Hiszpański duet Suzuki dosiądzie sprawdzonego modelu GSX-RR, na którym Rins i Andrea Iannone imponowali w poprzednim sezonie serią finiszów na podium. Przebojowy Włoch nie do końca – zdaniem szefa ekipy – pasował jednak do wizerunku zespołu, dlatego musiał zrobić miejsce dla Mira.

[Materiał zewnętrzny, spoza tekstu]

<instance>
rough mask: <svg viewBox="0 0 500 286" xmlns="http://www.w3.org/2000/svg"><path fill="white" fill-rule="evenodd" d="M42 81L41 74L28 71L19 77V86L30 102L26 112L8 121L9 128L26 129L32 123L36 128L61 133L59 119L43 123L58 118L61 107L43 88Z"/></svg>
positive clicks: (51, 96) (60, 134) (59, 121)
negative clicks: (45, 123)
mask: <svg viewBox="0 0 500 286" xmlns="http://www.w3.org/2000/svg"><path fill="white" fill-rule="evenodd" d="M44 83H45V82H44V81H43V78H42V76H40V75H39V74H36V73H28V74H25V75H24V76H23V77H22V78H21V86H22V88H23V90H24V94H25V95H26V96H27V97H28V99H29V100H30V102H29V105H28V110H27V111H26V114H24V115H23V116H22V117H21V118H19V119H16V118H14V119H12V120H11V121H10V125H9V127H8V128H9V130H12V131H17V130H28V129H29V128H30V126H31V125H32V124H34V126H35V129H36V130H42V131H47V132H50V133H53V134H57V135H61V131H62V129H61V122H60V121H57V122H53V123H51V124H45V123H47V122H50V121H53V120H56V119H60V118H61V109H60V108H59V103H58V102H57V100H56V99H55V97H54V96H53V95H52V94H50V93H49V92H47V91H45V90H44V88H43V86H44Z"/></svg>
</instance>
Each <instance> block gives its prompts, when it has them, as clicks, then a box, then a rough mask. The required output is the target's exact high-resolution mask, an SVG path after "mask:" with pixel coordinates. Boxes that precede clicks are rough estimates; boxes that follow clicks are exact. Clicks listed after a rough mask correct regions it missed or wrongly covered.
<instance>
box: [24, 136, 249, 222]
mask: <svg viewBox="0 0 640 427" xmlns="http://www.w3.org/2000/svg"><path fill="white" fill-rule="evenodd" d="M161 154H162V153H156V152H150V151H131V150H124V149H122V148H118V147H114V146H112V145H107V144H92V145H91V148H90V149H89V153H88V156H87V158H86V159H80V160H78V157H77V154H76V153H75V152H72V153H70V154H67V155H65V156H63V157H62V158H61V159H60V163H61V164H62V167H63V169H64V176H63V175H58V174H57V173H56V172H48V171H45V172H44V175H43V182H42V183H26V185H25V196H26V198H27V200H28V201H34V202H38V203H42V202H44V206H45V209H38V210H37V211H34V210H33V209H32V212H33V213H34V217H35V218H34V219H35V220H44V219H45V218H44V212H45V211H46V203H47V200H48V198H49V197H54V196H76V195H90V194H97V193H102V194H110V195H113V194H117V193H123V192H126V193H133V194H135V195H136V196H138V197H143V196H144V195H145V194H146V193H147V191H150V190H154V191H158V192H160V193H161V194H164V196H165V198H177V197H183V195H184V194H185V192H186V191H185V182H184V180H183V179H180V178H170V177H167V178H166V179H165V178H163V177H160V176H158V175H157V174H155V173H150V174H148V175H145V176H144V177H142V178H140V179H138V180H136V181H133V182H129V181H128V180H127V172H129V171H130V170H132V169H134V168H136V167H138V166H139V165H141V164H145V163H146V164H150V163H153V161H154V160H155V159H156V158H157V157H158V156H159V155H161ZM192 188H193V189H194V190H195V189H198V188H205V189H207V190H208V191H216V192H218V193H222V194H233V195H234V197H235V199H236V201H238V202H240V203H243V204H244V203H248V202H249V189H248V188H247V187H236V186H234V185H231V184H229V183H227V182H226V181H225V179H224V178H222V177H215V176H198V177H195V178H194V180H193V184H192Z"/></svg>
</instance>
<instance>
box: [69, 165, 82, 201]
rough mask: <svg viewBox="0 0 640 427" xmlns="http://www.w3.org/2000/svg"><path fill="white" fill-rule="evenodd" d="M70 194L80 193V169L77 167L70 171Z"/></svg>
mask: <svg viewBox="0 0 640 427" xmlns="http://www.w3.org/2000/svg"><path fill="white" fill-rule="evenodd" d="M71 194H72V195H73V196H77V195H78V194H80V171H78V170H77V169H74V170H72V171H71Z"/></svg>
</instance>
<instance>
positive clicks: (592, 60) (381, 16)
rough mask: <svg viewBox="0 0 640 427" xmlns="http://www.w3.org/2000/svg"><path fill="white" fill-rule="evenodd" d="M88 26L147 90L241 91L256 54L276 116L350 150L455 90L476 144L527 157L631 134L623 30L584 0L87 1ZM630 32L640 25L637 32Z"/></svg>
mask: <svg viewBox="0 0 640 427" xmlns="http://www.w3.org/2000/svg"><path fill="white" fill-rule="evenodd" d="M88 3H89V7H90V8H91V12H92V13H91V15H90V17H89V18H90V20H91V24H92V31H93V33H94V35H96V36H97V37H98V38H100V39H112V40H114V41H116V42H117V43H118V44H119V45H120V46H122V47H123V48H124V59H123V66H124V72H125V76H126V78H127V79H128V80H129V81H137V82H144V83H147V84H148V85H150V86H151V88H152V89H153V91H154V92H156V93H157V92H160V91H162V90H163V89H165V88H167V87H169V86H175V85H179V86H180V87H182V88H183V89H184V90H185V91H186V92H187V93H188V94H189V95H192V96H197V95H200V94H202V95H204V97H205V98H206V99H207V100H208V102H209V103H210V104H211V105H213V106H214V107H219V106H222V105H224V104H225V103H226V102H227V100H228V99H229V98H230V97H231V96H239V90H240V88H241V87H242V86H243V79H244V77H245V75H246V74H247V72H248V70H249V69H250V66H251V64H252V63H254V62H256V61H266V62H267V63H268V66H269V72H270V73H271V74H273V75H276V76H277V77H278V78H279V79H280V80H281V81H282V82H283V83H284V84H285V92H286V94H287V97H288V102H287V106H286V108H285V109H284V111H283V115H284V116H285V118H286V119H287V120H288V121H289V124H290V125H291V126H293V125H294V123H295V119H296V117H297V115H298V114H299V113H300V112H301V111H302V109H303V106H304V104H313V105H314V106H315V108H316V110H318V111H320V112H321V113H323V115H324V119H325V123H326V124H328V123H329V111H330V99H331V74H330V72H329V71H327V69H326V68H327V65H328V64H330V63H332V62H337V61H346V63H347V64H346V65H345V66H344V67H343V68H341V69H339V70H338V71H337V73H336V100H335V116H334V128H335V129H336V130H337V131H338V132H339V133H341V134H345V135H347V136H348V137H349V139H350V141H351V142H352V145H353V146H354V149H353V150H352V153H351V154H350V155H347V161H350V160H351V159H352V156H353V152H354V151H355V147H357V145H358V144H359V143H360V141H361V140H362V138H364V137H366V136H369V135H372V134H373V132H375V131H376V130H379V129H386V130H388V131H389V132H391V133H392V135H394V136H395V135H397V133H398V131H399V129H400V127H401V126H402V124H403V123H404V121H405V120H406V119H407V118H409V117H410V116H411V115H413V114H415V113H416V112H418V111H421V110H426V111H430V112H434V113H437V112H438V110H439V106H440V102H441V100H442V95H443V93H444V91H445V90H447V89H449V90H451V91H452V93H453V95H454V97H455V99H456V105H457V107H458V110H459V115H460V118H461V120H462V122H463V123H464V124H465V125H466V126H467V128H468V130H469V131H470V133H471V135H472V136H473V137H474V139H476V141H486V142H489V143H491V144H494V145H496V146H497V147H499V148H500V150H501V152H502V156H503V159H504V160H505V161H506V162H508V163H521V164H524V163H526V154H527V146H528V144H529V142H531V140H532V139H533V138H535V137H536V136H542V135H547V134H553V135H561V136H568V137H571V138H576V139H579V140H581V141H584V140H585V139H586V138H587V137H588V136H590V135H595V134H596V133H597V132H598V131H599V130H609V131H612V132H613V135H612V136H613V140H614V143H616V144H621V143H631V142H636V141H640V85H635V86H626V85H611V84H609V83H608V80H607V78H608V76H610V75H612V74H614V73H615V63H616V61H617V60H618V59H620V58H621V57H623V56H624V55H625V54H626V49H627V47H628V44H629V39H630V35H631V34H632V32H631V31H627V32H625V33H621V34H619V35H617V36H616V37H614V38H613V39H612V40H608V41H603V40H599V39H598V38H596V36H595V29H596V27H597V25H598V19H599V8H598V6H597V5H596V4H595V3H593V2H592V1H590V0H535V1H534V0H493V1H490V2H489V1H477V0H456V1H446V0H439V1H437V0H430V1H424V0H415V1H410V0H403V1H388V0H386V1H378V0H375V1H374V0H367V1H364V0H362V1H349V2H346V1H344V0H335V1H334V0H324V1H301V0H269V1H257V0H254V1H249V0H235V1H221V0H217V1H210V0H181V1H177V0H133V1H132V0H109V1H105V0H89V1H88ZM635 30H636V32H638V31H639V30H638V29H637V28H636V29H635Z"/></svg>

21-latek z Majorki, mistrz świata Moto3 z 2017 roku, trafia do MotoGP po zaledwie jednym sezonie w Moto2 i jak sam przyznaje; „To nie do końca prawda, że debiutanci nie czują presji..”. Z pewnością czuje ją także Rins, przed którym Brivio postawił jasny cel wskoczenia na szczyt podium najszybciej jak to możliwe.

suzukimotogp_002

Tak wyglądają nowe motocykle Suzuki GSX-RR – nie ma rewolucji zarówno jeśli chodzi o barwy, jak i kształty, ale może to i dobrze?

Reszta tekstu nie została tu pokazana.